"Within fifteen minutes? How do you know?" cried Jim.

"It is written here, in the book."

"And where would Jean Cladel have learnt to handle the paste with safety, how to prepare the solution?" Jim went on.

"Here! Here! Here!" answered Hanaud, tapping with his knuckles upon the treatise. "It is all written out here—experiment after experiment made upon living animals and the action of the poison measured and registered by minutes.
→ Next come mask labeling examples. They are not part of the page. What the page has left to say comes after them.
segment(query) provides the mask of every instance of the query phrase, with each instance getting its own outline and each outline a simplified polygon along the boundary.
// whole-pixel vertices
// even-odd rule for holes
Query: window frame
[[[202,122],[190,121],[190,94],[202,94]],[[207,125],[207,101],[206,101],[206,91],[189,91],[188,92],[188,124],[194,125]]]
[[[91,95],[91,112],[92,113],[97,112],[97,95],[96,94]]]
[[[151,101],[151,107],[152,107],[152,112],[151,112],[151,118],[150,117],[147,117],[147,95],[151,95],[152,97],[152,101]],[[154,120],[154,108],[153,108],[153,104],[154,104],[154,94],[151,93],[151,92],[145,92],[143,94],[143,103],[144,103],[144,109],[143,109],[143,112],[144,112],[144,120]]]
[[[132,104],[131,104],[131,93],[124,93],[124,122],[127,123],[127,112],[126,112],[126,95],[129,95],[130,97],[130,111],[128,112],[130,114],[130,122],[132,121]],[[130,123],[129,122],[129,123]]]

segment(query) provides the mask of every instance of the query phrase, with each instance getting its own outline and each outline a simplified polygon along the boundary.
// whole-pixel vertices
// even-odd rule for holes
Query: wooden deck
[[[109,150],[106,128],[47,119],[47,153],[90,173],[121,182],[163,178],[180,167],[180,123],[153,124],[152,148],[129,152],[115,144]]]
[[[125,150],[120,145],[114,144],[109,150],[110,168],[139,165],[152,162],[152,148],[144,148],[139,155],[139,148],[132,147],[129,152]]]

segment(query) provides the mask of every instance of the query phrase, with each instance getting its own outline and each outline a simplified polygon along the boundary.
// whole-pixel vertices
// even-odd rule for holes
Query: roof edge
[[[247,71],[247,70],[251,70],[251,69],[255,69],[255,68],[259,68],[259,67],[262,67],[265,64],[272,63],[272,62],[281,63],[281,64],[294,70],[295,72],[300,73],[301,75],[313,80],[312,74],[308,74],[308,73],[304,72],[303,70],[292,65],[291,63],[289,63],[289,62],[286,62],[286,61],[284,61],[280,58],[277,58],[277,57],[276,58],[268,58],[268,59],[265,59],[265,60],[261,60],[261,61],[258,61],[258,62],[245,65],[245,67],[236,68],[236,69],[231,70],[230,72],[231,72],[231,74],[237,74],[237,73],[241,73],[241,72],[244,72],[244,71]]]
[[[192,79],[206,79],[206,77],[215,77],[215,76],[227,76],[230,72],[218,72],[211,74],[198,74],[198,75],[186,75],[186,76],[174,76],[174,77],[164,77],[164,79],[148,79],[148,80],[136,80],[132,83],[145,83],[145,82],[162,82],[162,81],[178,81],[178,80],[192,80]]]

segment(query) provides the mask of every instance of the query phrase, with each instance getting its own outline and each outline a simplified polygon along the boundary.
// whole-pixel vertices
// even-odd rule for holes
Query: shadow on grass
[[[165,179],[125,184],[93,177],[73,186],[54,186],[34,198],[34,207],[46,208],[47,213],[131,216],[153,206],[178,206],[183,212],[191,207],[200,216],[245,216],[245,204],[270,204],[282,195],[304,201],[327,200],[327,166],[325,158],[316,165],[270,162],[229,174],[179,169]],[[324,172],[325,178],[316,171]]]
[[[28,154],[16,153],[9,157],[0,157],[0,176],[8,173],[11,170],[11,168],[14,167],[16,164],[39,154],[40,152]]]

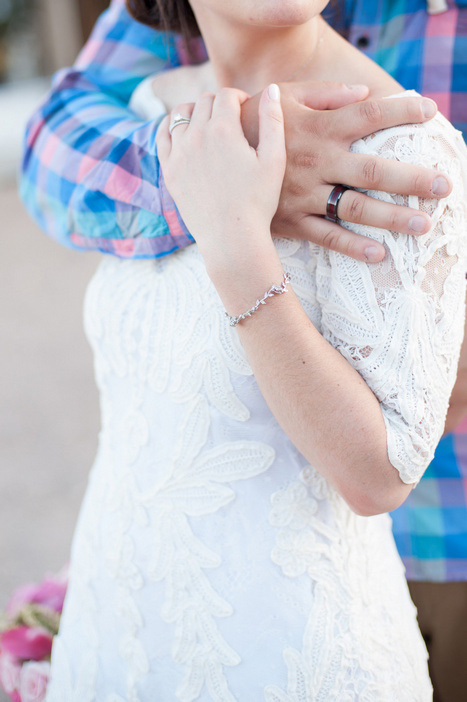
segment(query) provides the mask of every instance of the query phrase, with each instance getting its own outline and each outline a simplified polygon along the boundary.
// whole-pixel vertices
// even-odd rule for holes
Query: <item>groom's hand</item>
[[[448,195],[451,182],[438,171],[349,151],[354,141],[379,129],[426,122],[436,114],[435,103],[420,97],[365,100],[368,88],[341,83],[281,83],[280,88],[287,169],[273,235],[308,239],[361,261],[380,261],[385,253],[381,244],[324,218],[328,197],[338,184],[425,198]],[[252,146],[258,139],[257,103],[254,96],[242,112]],[[354,190],[342,196],[339,218],[413,235],[425,234],[431,224],[426,213]]]

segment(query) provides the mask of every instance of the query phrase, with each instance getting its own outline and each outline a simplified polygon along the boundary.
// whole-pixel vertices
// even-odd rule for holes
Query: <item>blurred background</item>
[[[16,181],[26,120],[107,5],[0,0],[0,609],[67,561],[97,445],[82,300],[99,256],[39,231]]]

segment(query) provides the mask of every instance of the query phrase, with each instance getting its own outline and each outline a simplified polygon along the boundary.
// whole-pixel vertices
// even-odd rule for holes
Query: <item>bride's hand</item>
[[[205,93],[194,106],[173,110],[157,134],[166,185],[208,272],[239,270],[273,248],[270,226],[286,164],[279,88],[271,85],[261,97],[257,149],[241,126],[247,99],[230,88],[216,96]],[[170,135],[177,114],[191,121],[175,126]]]

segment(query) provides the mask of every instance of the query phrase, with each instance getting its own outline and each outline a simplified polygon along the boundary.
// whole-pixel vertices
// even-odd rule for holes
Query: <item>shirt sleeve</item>
[[[159,168],[161,118],[143,121],[128,107],[141,80],[174,65],[174,38],[113,0],[75,65],[54,77],[28,123],[20,174],[23,202],[51,237],[132,258],[193,242]]]
[[[450,174],[453,192],[440,201],[369,193],[428,212],[431,231],[410,237],[346,225],[383,243],[385,259],[365,264],[320,251],[316,271],[322,333],[378,398],[389,460],[407,484],[420,480],[443,433],[464,331],[467,159],[442,119],[353,147]]]

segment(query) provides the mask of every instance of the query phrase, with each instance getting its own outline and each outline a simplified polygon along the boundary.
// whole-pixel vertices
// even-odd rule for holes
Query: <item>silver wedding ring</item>
[[[190,124],[190,122],[191,119],[189,117],[184,117],[179,112],[177,112],[177,114],[174,115],[174,118],[169,125],[170,136],[172,136],[172,132],[175,129],[175,127],[178,127],[180,124]]]
[[[329,219],[331,222],[337,222],[338,220],[337,208],[346,190],[350,190],[346,185],[336,185],[335,188],[331,190],[331,194],[326,203],[326,219]]]

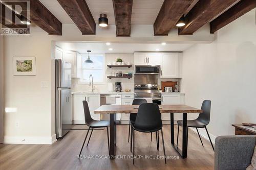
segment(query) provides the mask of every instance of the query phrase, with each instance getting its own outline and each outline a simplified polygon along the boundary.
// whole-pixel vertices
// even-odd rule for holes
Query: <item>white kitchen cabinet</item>
[[[162,53],[161,57],[161,78],[180,78],[181,53]]]
[[[134,65],[146,65],[146,54],[144,53],[134,53]]]
[[[100,115],[94,114],[94,110],[100,106],[100,95],[74,94],[73,95],[73,122],[74,124],[84,124],[84,112],[83,101],[88,102],[91,116],[95,120],[100,120]]]
[[[162,105],[184,105],[185,94],[162,93]],[[174,113],[174,120],[182,120],[182,114]],[[162,113],[163,120],[170,120],[170,113]]]
[[[135,65],[160,65],[160,53],[135,53]]]
[[[63,60],[71,63],[71,74],[72,78],[80,78],[81,67],[81,56],[75,52],[65,52],[63,54]]]
[[[134,99],[134,94],[122,94],[121,105],[132,105]],[[122,124],[127,124],[130,121],[130,114],[121,114],[121,120]]]

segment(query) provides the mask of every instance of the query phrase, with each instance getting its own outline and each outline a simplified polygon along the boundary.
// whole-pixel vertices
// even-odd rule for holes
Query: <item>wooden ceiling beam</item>
[[[155,35],[168,35],[194,0],[165,0],[154,23]]]
[[[96,23],[85,0],[58,0],[82,35],[95,35]]]
[[[30,0],[30,20],[51,35],[62,35],[62,23],[38,0]]]
[[[133,0],[113,0],[116,21],[116,36],[131,36]]]
[[[255,8],[256,1],[243,0],[239,2],[210,23],[210,33],[214,33]]]
[[[186,26],[179,35],[192,35],[238,0],[200,0],[186,15]]]

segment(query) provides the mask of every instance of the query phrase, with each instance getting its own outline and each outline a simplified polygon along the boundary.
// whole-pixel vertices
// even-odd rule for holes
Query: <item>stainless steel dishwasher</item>
[[[101,105],[121,105],[121,94],[100,94],[100,106]],[[102,120],[109,120],[108,114],[102,114]],[[117,124],[121,124],[121,114],[116,114]]]

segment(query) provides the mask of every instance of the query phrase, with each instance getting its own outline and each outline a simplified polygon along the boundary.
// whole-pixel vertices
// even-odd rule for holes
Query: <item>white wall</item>
[[[211,101],[207,127],[215,136],[234,134],[232,124],[256,122],[255,9],[216,36],[184,52],[182,79],[187,105],[198,108]]]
Oh, given a man with a working knowledge of chemicals such as Jean Cladel must possess, and the result is certain."

Betty Harlowe leaned forward again over the book and Hanaud turned it half round between them, so that both, by craning their heads, could read. He turned the pages back to the beginning and passed them quickly in review.

"See, Mademoiselle, the time tables. Strophanthus constricts the muscles of the heart like digitalis, only much more violently, much more swiftly. See the contractions of the heart noted down minute after minute, until the moment of death and all—here is the irony!—so that by means of these experiments, the poison may be transformed into a medicine and the weapon of death become an agent of life—as in good hands, it has happened." Hanaud leaned back and contemplated Betty Harlowe between his half-closed eyes. "That is wonderful, Mademoiselle. What do you think?"

Betty slowly closed the book.

"I think, Monsieur Hanaud," she said, "it is no less wonderful that you should have studied this book so thoroughly during the half-hour you waited for us here this morning."

It was Hanaud's turn to change colour. The blood mounted into his face. He was for a second or two quite disconcerted. Jim once more had a glimpse of the secret duel and rejoiced that this time it was Hanaud, the great Hanaud, who was scratched.

"The study of poisons is particularly my work," he answered shortly. "Even at the Sûrété we have to specialise nowadays," and he turned rather quickly towards Frobisher. "You are thoughtful, Monsieur?"